Jeune retraité depuis l’été dernier, après 39 ans de bons et loyaux services dans l’instruction publique, Albert Grob se consacre maintenant à son travail de grand-père. Il continue à soutenir l’école financièrement, reconnaissant d’avoir pu bénéficier d’un allégement de la contribution parentale quand il n’avait pas les moyens de l’honorer pleinement. Il découvre aussi les rites émouvants qu’il n’a pas pu vivre avec ses enfants, comme la spirale de l’Avent.

Garder la ligne pédagogique

Pour les quarante ans de l’école, Albert Grob souhaite une grande fête accueillant des délégations d’élèves et d’enseignants d’autres écoles suisses et européennes. Les rassemblements avec d’autres écoles lui ont toujours semblé très bénéfiques. Il rêve d’organiser grâce aux membres du GRAPA à nouveau les joutes sportives inter-écoles Steiner, qui n’ont pas pu avoir lieu depuis quelques années déjà.

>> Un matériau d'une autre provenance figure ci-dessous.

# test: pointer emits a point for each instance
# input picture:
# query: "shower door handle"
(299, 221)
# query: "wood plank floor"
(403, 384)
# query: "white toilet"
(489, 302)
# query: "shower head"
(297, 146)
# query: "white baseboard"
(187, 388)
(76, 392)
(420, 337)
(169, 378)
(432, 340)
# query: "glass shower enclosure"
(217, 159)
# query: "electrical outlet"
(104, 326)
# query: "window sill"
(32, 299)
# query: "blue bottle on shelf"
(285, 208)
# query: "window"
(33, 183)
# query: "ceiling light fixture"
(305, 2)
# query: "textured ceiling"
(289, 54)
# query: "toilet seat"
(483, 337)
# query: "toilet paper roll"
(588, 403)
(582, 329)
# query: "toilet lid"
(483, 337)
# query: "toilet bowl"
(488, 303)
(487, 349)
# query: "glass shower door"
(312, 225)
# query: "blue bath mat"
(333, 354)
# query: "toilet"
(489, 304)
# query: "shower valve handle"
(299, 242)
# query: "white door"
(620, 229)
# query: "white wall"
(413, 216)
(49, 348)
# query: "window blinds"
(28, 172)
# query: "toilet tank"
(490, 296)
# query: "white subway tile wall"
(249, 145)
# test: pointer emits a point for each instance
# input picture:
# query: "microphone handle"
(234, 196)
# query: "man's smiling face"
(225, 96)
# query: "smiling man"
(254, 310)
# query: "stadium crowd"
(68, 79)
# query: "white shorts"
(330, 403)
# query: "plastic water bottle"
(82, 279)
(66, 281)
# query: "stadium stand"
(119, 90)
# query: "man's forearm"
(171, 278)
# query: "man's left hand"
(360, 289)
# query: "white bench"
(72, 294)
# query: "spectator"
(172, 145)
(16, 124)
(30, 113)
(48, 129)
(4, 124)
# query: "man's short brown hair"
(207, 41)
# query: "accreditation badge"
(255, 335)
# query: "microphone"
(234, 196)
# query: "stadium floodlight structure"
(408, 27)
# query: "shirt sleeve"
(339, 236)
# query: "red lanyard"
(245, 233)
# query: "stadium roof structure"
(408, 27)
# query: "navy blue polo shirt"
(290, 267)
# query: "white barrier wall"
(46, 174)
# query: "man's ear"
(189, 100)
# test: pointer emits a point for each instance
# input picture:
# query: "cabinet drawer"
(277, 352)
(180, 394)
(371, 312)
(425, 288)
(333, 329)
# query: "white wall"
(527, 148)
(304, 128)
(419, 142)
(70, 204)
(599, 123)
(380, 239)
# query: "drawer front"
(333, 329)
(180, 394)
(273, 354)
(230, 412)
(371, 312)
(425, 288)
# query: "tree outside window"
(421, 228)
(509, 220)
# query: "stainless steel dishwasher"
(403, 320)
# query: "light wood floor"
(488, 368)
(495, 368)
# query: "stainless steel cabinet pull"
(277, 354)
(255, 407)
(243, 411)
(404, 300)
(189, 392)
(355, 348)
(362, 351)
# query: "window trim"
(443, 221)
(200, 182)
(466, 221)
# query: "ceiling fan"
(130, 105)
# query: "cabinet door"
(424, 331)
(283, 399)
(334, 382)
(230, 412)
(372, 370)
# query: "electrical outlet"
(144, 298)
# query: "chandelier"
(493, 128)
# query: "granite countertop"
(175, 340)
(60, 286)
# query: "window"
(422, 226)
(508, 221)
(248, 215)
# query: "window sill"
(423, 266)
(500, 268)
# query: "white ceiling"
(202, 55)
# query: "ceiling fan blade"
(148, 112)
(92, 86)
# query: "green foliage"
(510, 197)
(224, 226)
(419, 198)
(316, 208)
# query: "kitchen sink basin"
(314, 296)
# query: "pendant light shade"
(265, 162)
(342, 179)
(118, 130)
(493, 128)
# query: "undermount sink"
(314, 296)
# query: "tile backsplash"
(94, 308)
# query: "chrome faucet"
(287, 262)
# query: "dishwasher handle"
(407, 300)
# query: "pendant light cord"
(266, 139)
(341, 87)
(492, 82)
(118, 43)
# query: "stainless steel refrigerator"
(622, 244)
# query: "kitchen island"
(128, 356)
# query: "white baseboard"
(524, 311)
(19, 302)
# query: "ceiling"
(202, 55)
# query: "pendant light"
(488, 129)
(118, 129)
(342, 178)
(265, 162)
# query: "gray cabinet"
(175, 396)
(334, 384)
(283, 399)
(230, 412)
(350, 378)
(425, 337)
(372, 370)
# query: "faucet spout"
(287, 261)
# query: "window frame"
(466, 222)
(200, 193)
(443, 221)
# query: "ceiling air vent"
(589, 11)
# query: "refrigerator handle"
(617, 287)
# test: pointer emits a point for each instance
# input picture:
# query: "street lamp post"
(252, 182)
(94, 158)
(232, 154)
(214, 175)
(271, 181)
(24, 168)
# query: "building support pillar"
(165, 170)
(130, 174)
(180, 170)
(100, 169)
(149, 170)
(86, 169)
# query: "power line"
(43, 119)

Ce qu’il souhaite à l’école, c’est de maintenir sa ligne pédagogique, sans pour autant devenir dogmatique. Il compte sur le Collège pour être garant de la spécificité de l’école, sans pour autant refuser les évolutions. Il conclut:

« L’école publique court après la société, essaie de tendre vers elle, de préparer les élèves aux besoins de cette société. Au contraire, l’école Steiner essaie de faire des enfants des êtres ouverts. Elle ne cherche pas à les normaliser pour répondre aux exigences de l’économie. Elle doit continuer à former des enfants qui acquièrent la force d’apprendre par eux-mêmes. »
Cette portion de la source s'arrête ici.